Bulgaria is bottom of the list as one of the “bad boys” of the EU, and alongside Croatia, France, Italy and Portugal falls into the category of countries with excessive imbalances that require vigorous political action and specific monitoring. This is, essentially, what the country-specific recommendations in the European Commission report, presented in Brussels at the end of last week, boil down to.
These are recommendations to the 28 member countries for attaining economic growth and raising the incomes of the population by pursuing a judicious fiscal policy. In other words, “to feed the wolf and keep the sheep”, as we Bulgarians say. Recommendations are made every spring as an element of the European semester – an EU mechanism of coordinating the member countries’ economic policies.
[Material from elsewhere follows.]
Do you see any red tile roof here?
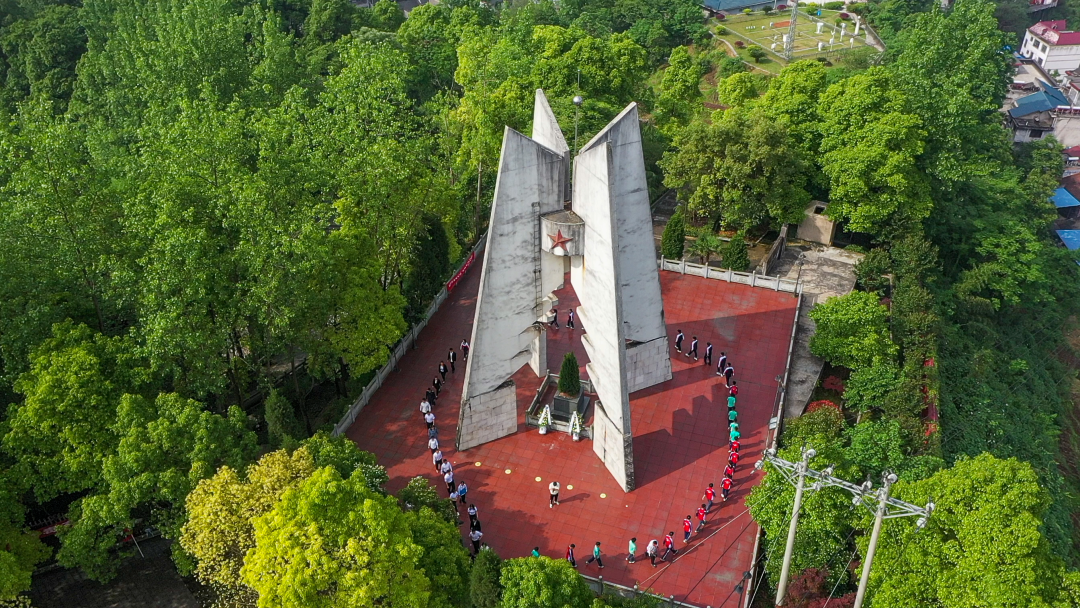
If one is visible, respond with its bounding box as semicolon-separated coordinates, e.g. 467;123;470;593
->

This latest EC Bulgaria country report is not entirely negative, though it is not as positive as could have been expected either. It takes note of the progress made, though it is not enough to dispel doubts that the country is a potential risk factor to the EU. So, a long list of points on which criticism has been dished out is now being added to the “traditional” EC monitoring on the judicial system and high-level corruption. Starting with fiscal policy and ending with the pension system. The document has not omitted to make mention of the financial sector turbulence in 2014 with the bankruptcy of the fourth largest bank in the country, the Corporate Commercial Bank, pointing to the shortcomings in financial sector supervisory practices and oversights in Bulgaria. The report also targets the fiscal policy, as the measures to keep the deficit at 2.8% of GDP in 2015 do not seem to be specified with sufficient precision. Tax compliance continues to be a major challenge in Bulgaria, the report reads, as there is no comprehensive tax compliance strategy. The Bulgarian healthcare system faces several major challenges, including poor health outcomes and low funding. Brussels notes that structural unemployment in Bulgaria is deepening especially among the young. The low quality of the education and training systems and their limited relevance to the labour market hamper the supply of a suitably skilled labour force to the economy. Criticism also focuses on the pension system, noting that 1.2 million pensioners receive pensions below the national poverty line.
We should perhaps take solace in the words of Pierre Moscovici, Commissioner for economic and financial affairs, taxation and customs union who said that no member country can be said to be perfect and that is the reason why no country is omitted when the recommendations are made.
But if we take a look at the document from a different angle, we shall see that Brussels is in fact saying the same things over and over again about Bulgaria’s flaws ever since the country joined the EU in 2007. Bulgaria was and is the poorest country in the Union. In Bulgaria there was and is a handful of oligarchs who have, in the years of EU membership, perfected their methods of draining society’s vital resources. In Bulgaria there was and is high-level corruption.
And finally, one more area of criticism. The EC report on Bulgaria notes that poverty and social exclusion among the Roma population remain a concern, with the majority of young Roma being neither in employment nor in education or training. A statement that is the epitome of bureaucratic hypocrisy or ignorance – it would be difficult to find another EU country where the Roma are tolerated to such an extent as not to be paying their electricity bills or for health insurance for example, yet using these services.
But let us go back to Brussels. The country-specific recommendations of the European Commission will be discussed at a ministerial level in June after which they will be approved at the summit in Brussels on June 25 and 26. Then the EU members will begin to implement them in their policies and national budgets over 2015 and 2016.